Again, we don't have answers.

There is that belief that suicide is cowardly. To a degree, I get it.

But nobody is in that persons' brain at that moment.

I know despair. I know horrible sadness, depression, anxiety, loneliness, and angst at three in the morning, when I can't sleep over fear about money, my son, my career (or utter lack thereof), my health.

I know the horror of the holidays. No, really, any holiday. Three-day weekends are rough. Thanksgiving to January 2nd? I'd rather be on an island. Any island. Gilligan's Island.

I've had a post written in my drafts here for nearly three years on how awful the holidays are. I was encouraged to keep it tucked away, and it will stay there, but now you have a sense of it.

I know. Me. Me. Me. That's not what this is about, but I guess that, too, adds to the demons I chat with.

This post is about our problems with mental health. How we just don't know. People smile all the time. They tell you they're fine. They see the social media posts.

"Wow, you're staying busy," they say. "I can tell you're doing great!"

No. No they're really not doing great. Call it "The Tears of a Clown," if you know what I mean.

Some are blatantly asking -- crying -- for help. Yet for reasons, including bureaucracy, they don't get that help.

Bourdain looked like he had conquered his demons. The drug abuse appeared to be gone, and I thought I even read he was kicking or had kicked smoking. He seemed to still drink, but it looked like -- there are those words: "looked like" -- he was OK. He had a child and a partner. The focus was on living.

So we thought. So it "seemed." So it "looked like."

Nobody knows what happened in that Paris hotel room. We might never know.

If you get the chance to read about Robin Williams, well, yeah. There's another sad story.

We need help. We need to get people help, and it's more than just telling someone to go get therapy. They have to get TO therapy. Short of actually driving someone there and placing them in the office, it's sort of difficult.

In some cases, there are many without healthcare (HI!). Kind of hard to get help when you can't afford it.

Then there is fear. Despite FDR's famed words in 1933, fear is a factor. Fear...Factor, indeed.

I know of a story of someone who was in therapy during a time of upheaval. One of the things they were there to talk about was money. Guess what they got asked each time they walked in the office? Did they have the -- wait for it! -- money to pay the bill!

Vicious circle, right? They stopped going to therapy then and there.

I see people who are mad at Bourdain and Spade. I get it, but I don't. Again, you're not there. They know -- we know -- that they have reasons to live. Kids, spouses, partners, friends.

Yet it can all just be too much. The pain -- whatever that pain is. The imbalance of whatever it might be. The meds help but it's possible they aren't enough or can't be purchased.

People in these states of mind see themselves as a burden. "It will just be easier if I'm not here," is the mantra.

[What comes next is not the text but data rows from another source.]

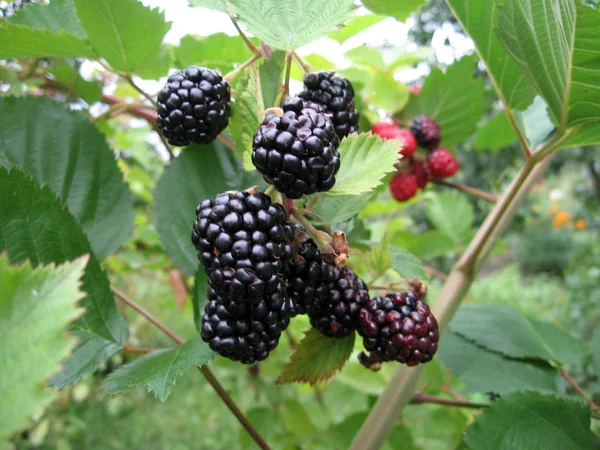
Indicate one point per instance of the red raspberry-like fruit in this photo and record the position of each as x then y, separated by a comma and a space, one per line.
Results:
442, 163
419, 170
403, 186
410, 143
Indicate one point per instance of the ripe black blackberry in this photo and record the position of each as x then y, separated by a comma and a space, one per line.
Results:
193, 107
308, 277
244, 242
297, 153
398, 327
336, 96
337, 315
243, 332
426, 131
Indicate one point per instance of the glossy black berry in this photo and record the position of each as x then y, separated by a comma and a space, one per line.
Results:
398, 327
193, 107
297, 153
337, 315
244, 242
336, 96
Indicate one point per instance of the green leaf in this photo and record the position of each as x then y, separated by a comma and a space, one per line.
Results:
218, 50
555, 44
452, 214
199, 299
317, 358
63, 149
35, 225
495, 134
246, 112
57, 16
200, 172
157, 371
20, 41
401, 10
532, 420
36, 305
479, 19
124, 32
406, 264
505, 330
365, 160
355, 26
289, 25
455, 99
485, 371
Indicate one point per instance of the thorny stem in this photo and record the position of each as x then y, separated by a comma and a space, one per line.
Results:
469, 190
250, 45
204, 369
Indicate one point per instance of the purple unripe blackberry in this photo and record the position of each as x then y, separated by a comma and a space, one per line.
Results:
193, 106
426, 131
337, 315
308, 277
244, 242
297, 153
399, 327
336, 96
244, 332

There is no way to defend the actions of a person who takes their life, but there's no true way to indict them either. I'm sorry these people killed themselves, and I wish I could understand why they did.

We have to find how to prevent it, and I'm not smart to figure out how.

But I want to help.

It doesn't have to end this way.

Sure, everyone posts the National Suicide Prevention Lifeline (1-800-273-8255), but does that help? It hardly seems like enough.

I wish I had more. This feels like a lot of words for nothing.

I recited the opening of Free Bird at my dad's funeral in 1989 (copyright, 1973, words by Allen Collins and Ronnie Van Zant).

If I leave here tomorrow
Would you still remember me?
For I must be traveling on now
'Cause there's too many places I've got to see

Kate Spade and Anthony Bourdain and Robin Williams and, sadly, too many others couldn't take more pain. They couldn't take more sadness. They wanted out - for whatever reason. That doesn't make them heroic or criminals or pathetic or weak.

It just means they were done, and nobody could help them.

There were too many places they had to see.

Thanks, Tony. See you at Waffle House.